- La muerte del genocida Miguel Etchecolatz |
3 de octubre de 2011. Frente a la corte, sentado del lado en el que probablemente nunca imaginó estar, Miguel Etchecolatz pide la palabra. Tiene una expresión en su rosto que le es usual. Esa calma violenta que se dibuja en cada rasgo de los genocidas que supieron tener en sus manos las vidas de miles de personas. El odio traducido en omnipotencia e impunidad de las que gozaron los uniformados que fueron elegidos para ejecutar un plan sistemático de exterminio en América Latina. Esa mirada de desprecio que el tiempo nunca les pudo borrar. Allí, frente al tribunal, aguarda la orden para hablar. Cuando le dan autorización, dice: “Podría aportar datos y elementos de prueba sobre el destino de Anahí Mariani, a quien pueda estar necesitándolo, porque fui testigo presencial de aquellas circunstancias generadas”.
Se refería al destino de Clara Anahí, una bebé de tres meses secuestrada por la dictadura militar el 24 de noviembre de 1976. Ese mediodía, en La Plata, Etchecolatz observaba todo desde una terraza. Se encontraba junto a Suárez Mason y Camps terminando de despejar la manzana para dar la orden. Desde allí, verían cómo abrían fuego las ametralladoras, cómo volaban las granadas y avanzaban las tanquetas contra el domicilio. Una vez finalizado el operativo, un helicóptero sobrevoló la casa dejando caer una bomba de fósforo para incendiar el lugar. Dentro, los militares encontraron cinco cuerpos. Pero, seguramente, los debió de haber tomado por sorpresa ver que una beba seguía con vida. En ese momento, alguien la agarró en brazos y se la llevó. Nunca se volvió a saber de ella.

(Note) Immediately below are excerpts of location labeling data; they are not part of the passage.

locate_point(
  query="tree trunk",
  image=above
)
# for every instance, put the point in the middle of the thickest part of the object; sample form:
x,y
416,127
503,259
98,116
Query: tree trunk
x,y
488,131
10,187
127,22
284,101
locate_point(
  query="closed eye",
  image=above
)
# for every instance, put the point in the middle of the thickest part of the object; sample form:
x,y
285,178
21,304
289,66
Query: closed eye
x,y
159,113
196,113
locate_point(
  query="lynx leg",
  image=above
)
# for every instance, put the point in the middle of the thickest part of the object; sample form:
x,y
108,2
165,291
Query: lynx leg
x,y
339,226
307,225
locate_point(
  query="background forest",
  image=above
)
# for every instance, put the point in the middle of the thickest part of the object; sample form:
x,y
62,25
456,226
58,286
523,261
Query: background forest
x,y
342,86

Cuando el tribunal le pidió a Etchecolatz que hablara, se negó. No diría una palabra. Eso sería todo. Un capítulo más de burla y crueldad, de afirmación ante el mundo sobre quién supo ser y quién seguía siendo. Por si, tal vez, a alguien le quedaba alguna duda de qué había significado la tarea que llevó a cabo. No era un hecho aislado, fue un mecanismo que nunca dejó de emplear, una forma sádica de seguir operando aun con las manos esposadas. Como dijo en su libro «La otra campana del Nunca más»: «Nunca tuve, ni pensé, ni me acomplejó culpa alguna. ¿Por haber matado? Fui ejecutor de una ley hecha por los hombres. Fui guardador de preceptos divinos. Por ambos fundamentos, volvería a hacerlo».
Son innumerables las historias que podrían contarse. Desde Jorge Julio López o La Noche de los Lápices hasta sus funciones en el Pozo de Banfield, el Pozo de Quilmes o los tantos campos de detención y tortura en los que se lo veía frecuentemente. En 1986 fue condenado a prisión para luego quedar en libertad gracias a la Ley de Obediencia Debida y, en 2001 volvería a ser detenido. Un periplo que duraría largos años entre condenas a cadena perpetua y la eterna lucha para que la Justicia haga justicia. Hace un año terminó la vida de uno de los enemigos del pueblo más grandes que tuvo el país. Falleció preso, pero tal vez gozando de demasiados derechos. De ahí en más se empieza a escribir otra historia, y queda mucho por hacer.